Wednesday, October 05, 2022

U.S. inflation pressures might still be strong but the U.N. warns that rate hikes by different countries could lower demand too much

This a follow up on yesterday's post "Can individual central banks focusing on matching supply and demand at a national level go too far because other central banks are already weakening global demand?" It had excerpts from a Sept. 26 WSJ article.

Below are excerpts from two related articles, both from yesterday's WSJ.

See Top Fed Official Warns of More Persistent Price Pressures by Nick Timiraos. Excerpts:

New York Fed President John Williams said 

"“Tighter monetary policy has begun to cool demand and reduce inflationary pressures, but our job is not yet done,”"

He also said 

"“The fact is, lower commodity prices and receding supply-chain issues will not be enough by themselves to bring inflation back to our 2% objective.”"

and

"Inflation pressures have become broad based across a wide range of goods and services,” Mr. Williams said. “Demand for labor and services is far outstripping available supply. This is resulting in broad-based inflation, which will take longer to bring down.”"

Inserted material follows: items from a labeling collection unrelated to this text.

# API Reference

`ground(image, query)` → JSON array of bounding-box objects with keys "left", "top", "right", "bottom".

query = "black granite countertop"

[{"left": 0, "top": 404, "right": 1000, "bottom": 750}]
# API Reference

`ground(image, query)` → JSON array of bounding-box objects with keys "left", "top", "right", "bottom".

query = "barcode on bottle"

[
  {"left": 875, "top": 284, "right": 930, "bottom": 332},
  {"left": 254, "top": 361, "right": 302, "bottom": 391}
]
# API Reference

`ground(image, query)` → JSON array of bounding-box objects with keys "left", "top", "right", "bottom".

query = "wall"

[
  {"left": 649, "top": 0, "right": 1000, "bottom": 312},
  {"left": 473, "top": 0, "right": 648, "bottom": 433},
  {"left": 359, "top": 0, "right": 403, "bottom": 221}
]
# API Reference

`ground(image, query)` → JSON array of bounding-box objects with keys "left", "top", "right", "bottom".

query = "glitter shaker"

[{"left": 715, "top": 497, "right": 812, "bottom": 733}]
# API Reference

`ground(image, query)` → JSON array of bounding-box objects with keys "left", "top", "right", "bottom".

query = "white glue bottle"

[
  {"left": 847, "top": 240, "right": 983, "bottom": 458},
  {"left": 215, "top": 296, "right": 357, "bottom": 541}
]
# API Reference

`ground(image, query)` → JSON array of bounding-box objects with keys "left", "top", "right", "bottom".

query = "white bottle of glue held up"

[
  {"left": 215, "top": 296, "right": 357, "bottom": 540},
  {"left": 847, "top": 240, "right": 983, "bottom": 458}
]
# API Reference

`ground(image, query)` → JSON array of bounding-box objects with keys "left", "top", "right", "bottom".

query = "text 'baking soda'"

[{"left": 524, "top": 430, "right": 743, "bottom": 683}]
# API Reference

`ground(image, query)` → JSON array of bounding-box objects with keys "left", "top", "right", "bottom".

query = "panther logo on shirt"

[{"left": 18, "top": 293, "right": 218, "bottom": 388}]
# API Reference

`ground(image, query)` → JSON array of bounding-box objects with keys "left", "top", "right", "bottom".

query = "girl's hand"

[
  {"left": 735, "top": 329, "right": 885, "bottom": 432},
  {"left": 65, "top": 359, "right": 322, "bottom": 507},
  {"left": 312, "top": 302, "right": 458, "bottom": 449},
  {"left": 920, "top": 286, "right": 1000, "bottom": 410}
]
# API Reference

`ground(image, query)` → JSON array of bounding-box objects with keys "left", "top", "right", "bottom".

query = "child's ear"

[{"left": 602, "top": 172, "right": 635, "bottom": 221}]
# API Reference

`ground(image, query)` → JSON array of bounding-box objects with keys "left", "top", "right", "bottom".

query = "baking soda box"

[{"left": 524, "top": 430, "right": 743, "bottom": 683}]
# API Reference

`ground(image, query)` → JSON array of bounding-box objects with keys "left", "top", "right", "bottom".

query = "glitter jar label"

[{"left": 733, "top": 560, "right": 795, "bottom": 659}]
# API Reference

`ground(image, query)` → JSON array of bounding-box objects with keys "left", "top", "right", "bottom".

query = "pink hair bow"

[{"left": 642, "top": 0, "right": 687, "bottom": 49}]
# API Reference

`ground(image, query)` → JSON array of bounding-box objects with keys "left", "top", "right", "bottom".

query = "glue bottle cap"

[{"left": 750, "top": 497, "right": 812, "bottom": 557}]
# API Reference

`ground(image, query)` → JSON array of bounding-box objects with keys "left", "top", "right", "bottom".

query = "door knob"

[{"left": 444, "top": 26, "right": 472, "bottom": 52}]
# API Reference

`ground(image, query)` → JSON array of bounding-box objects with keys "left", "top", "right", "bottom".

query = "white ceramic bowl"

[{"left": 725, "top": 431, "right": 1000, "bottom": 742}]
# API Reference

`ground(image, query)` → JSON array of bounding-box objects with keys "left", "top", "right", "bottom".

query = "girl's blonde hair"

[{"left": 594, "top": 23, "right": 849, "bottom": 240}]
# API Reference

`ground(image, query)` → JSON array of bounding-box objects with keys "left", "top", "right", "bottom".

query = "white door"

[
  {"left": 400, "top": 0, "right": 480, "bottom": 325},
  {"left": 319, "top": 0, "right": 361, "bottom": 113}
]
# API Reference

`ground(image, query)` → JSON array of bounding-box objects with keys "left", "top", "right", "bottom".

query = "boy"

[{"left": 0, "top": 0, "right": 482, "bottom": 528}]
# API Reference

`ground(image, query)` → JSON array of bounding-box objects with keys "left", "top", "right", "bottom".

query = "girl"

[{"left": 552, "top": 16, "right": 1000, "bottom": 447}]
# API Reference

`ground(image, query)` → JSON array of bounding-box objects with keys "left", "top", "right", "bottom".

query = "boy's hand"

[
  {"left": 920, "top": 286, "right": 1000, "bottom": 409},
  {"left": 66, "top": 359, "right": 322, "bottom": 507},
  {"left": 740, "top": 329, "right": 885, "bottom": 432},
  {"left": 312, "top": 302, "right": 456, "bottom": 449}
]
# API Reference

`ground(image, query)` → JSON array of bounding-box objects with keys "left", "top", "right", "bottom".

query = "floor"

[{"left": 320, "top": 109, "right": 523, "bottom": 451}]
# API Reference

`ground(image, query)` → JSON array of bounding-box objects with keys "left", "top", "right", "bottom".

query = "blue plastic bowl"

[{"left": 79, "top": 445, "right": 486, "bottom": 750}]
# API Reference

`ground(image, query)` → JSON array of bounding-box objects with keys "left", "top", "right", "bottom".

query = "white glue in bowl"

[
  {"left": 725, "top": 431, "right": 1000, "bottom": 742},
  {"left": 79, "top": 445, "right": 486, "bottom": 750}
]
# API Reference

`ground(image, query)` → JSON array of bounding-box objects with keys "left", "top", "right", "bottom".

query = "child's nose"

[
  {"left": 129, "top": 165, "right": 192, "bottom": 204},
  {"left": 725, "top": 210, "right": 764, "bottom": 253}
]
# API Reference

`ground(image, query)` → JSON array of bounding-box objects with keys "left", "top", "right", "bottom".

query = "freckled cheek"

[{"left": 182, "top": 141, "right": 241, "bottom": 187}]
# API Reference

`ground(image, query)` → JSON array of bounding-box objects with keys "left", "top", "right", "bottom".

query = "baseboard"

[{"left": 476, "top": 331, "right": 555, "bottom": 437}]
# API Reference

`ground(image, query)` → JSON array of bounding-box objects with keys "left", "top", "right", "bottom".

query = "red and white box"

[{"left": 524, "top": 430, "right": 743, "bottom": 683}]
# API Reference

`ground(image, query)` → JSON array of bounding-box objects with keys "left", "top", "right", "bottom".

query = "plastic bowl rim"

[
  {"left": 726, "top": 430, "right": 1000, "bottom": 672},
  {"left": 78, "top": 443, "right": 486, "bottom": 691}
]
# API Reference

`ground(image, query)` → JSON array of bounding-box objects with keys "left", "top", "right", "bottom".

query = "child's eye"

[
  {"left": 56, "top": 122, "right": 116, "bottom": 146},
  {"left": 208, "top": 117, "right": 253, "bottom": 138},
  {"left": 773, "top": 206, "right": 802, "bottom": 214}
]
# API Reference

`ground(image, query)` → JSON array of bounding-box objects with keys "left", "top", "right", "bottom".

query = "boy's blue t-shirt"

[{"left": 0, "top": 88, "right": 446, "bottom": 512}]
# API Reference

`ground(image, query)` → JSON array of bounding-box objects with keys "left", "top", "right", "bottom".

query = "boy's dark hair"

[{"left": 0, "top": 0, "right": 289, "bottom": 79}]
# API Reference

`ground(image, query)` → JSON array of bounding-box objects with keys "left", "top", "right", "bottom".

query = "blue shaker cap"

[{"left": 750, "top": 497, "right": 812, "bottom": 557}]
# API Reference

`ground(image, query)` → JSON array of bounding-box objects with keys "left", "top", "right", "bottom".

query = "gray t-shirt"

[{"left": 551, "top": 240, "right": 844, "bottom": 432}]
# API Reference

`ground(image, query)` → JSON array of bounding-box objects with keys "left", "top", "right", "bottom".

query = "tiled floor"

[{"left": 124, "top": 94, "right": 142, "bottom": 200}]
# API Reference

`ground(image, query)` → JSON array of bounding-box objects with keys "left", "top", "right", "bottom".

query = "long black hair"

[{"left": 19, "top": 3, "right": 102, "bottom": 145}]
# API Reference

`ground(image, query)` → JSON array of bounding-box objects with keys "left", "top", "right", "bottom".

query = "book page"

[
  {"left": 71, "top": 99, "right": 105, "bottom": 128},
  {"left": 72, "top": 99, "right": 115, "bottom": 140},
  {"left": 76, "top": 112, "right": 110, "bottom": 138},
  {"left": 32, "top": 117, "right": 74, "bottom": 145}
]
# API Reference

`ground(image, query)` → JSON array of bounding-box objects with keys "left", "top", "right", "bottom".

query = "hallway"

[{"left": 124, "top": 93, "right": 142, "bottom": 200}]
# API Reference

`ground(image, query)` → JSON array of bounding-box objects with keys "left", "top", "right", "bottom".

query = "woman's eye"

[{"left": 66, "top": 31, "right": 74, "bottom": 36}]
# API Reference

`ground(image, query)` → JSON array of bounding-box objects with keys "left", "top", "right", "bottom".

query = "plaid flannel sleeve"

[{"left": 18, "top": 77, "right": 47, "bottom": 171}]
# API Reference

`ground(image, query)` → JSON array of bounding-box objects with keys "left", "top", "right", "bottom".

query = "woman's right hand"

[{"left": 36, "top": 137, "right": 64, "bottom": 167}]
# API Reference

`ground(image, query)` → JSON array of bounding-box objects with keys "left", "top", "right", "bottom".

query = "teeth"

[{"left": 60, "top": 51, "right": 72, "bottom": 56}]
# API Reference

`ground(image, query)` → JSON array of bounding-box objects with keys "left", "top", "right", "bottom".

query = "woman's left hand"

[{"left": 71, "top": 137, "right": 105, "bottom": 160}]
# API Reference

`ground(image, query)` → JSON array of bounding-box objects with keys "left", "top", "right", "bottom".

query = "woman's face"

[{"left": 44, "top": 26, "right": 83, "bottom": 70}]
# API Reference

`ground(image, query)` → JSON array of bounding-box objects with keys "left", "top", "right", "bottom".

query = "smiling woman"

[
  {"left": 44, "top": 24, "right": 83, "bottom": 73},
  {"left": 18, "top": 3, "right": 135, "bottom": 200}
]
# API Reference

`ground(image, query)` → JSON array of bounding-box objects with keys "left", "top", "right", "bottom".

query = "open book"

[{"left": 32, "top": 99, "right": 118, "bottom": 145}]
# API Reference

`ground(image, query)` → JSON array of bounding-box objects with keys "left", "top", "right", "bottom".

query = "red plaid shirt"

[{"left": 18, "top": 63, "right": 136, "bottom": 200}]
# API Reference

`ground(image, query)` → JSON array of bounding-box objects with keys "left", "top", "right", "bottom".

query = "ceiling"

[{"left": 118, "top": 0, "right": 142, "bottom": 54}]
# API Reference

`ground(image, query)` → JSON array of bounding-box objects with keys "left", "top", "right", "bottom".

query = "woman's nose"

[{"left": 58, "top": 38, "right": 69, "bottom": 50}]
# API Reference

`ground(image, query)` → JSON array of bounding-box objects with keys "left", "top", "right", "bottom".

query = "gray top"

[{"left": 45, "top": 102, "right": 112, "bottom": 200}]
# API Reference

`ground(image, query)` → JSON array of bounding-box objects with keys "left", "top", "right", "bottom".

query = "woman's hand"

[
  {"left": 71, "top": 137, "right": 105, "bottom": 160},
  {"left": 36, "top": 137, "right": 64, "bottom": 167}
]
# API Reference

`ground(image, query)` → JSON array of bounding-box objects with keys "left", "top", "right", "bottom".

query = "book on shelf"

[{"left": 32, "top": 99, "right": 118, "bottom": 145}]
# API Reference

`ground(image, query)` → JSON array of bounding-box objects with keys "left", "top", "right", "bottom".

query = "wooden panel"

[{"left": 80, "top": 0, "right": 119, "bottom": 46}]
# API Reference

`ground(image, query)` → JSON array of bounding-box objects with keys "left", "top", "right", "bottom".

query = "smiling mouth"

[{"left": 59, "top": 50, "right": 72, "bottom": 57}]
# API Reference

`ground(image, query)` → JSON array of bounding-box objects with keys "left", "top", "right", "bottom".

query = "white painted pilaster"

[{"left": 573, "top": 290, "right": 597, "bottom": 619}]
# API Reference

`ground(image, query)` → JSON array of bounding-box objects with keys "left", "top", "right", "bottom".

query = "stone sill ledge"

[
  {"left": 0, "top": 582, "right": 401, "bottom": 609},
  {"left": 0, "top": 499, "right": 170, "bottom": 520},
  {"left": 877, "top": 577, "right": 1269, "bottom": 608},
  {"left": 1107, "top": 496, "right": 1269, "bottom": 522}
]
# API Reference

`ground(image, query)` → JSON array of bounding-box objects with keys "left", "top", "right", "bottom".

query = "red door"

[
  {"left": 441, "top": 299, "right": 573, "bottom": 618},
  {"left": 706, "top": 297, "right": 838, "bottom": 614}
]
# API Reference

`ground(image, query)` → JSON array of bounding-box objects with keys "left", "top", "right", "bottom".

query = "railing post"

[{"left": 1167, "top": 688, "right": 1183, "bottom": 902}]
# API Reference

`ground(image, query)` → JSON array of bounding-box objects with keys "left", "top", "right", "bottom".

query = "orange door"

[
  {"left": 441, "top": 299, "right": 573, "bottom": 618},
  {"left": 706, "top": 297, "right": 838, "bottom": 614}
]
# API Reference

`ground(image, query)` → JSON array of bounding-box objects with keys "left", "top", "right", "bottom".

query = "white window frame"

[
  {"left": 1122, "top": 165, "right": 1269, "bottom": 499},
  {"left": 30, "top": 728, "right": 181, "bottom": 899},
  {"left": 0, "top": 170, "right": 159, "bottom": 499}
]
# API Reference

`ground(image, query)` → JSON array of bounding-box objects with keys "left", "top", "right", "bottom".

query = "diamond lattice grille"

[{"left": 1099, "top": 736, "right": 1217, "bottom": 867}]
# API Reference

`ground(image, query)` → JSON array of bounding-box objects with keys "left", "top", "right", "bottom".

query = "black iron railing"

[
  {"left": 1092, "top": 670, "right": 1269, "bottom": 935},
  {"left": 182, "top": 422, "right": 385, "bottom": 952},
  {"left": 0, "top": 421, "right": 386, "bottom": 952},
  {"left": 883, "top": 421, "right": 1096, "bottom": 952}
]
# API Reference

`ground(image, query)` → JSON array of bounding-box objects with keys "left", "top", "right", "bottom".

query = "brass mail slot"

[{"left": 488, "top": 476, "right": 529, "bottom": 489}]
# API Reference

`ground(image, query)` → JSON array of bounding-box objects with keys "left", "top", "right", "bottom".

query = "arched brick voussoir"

This seems to indicate that the Fed should keep raising interest rates. But UNCTAD (the United Nations Conference on Trade and Development) says that when one country raises rates, it lower demand in other countries as well (Fed Chair Powell says they take that into account).

See U.N. Calls On Fed, Other Central Banks to Halt Interest-Rate Increases: A U.N. agency warns that further policy tightening risks a global economic downturn by Paul Hannon. Excerpts:

"The Federal Reserve and other central banks risk pushing the global economy into recession followed by prolonged stagnation if they keep raising interest rates, a United Nations agency said Monday."

"the Fed risks causing significant harm to developing countries if it persists with rapid rate rises. The agency estimated that a percentage point rise in the Fed’s key interest rate lowers economic output in other rich countries by 0.5%, and economic output in poor countries by 0.8% over the subsequent three years."